As managing director of tax and estate planning with Canadian Imperial Bank of Commerce's wealth advisory services division in Toronto, Jamie Golombek is quoted frequently in the national media as an expert on taxation.

There are many benefits to be had for investors and the overall economy as a whole if the capital gains tax is eliminated

By Jamie Golombek |

For the past couple of years, clients have asked in the run-up to federal budget season whether the current federal government could increase the inclusion rate for capital gains, which is currently at 50%.

There's a good reason for this: The rich are the ones who earn capital gains primarily, and the current Liberal government has been targeting highest income-earners. Specifically, Ottawa is increasing the tax rate on the top 1% while at the same time putting in place measures to ensure that private corporations aren't being used inappropriately to sprinkle income and retain passive income.

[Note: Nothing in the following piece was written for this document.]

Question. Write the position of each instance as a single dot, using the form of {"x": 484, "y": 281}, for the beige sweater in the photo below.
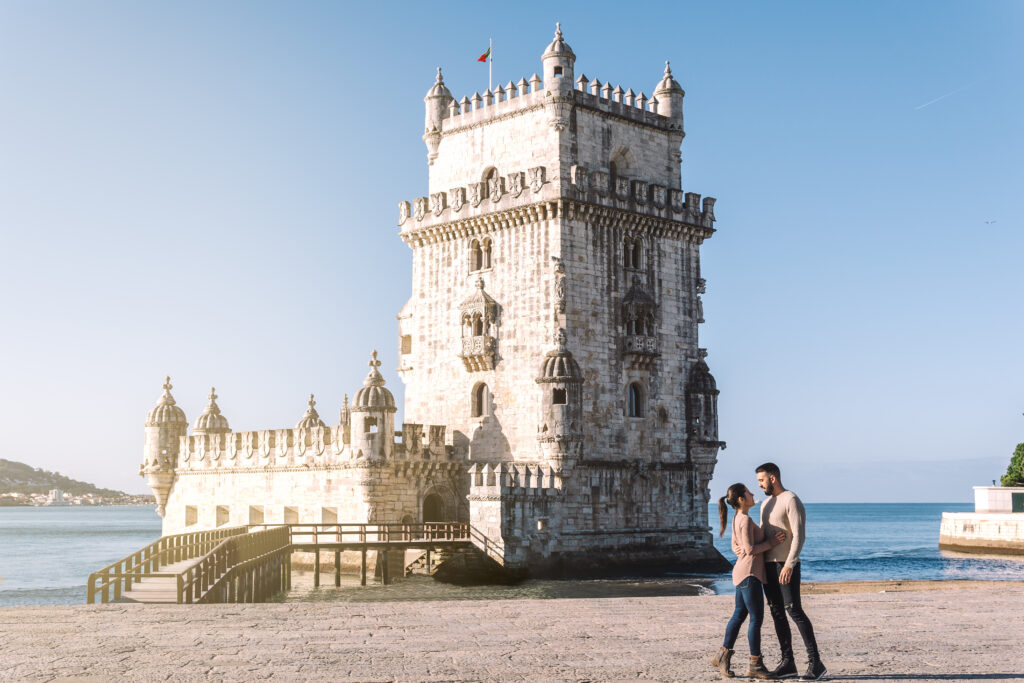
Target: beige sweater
{"x": 784, "y": 513}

Indeed, income statistics show that less than 10% of personal tax returns report any taxable capital gains. And of the $25 billion in aggregate taxable capital gains reported in 2014, the top 8% of filers earned three-quarters of those gains while the top 1% realized 50% of the total dollars in reported capital gains. About 2.6 million individuals and 190,000 corporations reported capital gains in 2014.

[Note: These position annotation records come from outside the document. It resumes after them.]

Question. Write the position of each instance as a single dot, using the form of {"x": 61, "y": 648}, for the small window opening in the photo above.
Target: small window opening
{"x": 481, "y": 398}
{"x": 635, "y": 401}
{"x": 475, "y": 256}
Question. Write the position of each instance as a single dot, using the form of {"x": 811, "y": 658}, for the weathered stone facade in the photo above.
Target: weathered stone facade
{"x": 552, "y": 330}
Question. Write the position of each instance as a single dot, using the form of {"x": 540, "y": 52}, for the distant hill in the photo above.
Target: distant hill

Yet, rather than increasing the effective tax rate on capital gains, it should be reduced or abolished as several countries have done, according to an economic note the Montreal Economic Institute (MEI) — an independent, non-partisan, not-for-profit research and educational organization — published recently.

"Capital formation is one of the foundations of economic growth. Yet, investment in Canada has fallen [by] 18% since 2014," explains Mathieu Bédard, an economist with the MEI and author of the note. "Now that the oil industry boom is behind us, it's obvious that Canada has a chronic problem. The capital gains tax reduces the availability of capital and makes it more expensive for companies. Who ends up paying the price? Workers in particular, through fewer jobs and lower wages."

The capital gains tax hurts innovation by reducing the appetite of investors for riskier startups, Bédard claims in the note. He argues that the abolition of our capital gains tax "could encourage productivity growth in Canada, which would in turn improve the living standards of all Canadians."

In the report, Bédard quotes a 2004 Department of Finance Canada study showing that each dollar reduction in capital gains taxes would lead to economic gains of approximately $1.30. New Zealand, Switzerland, and Hong Kong don't tax capital gains at all. "In these places, positive effects from the absence of capital gains taxation have been documented," he says in the note.

Another problem with capital gains tax is that it encourages investors in taxable accounts to lock in their investments. Unlike most types of income — such as interest earned on bonds or guaranteed investment certificates and quarterly dividends received on equities — the decision to realize a capital gain today vs at some date in the future is generally a matter of choice and thus taxation can be deferred indefinitely or at least until death, when there's a deemed disposition.

This makes capital gains much more sensitive than other types of investment income to changes in the tax rate. When tax rates are high, individuals who own capital assets are generally more reluctant to sell them as they require greater benefits to outweigh the capital gains tax burden they will incur when they sell.

For these investors, the capital gains tax effectively reduces the probability that a given stock will be sold. This, in turn, hurts economic growth because it essentially discourages the otherwise natural reallocation of capital to its most productive uses. Indeed, U.S. research suggest that for every 1% drop in the tax rate, capital gains realizations — and thereby the flow of capital — increases by 1%.

Bédard also points out in the note that the capital gains tax is "rather regressive." Although some investors can easily avoid paying this tax by delaying the realization of their capital gains, not everyone can do so that easily. He argues that other groups — such as low- and middle-income taxpayers, the elderly and less successful investors — typically have low financial flexibility and, therefore, have much less discretion over when to realize capital gains as they need the cash flow these asset sales generate. They are, therefore, in a sense, much more affected by capital gains taxation than high-income earners.

Whether the government would actually lower the inclusion rate in the upcoming budget is highly doubtful, but not increasing it would certainly be a step in the right direction.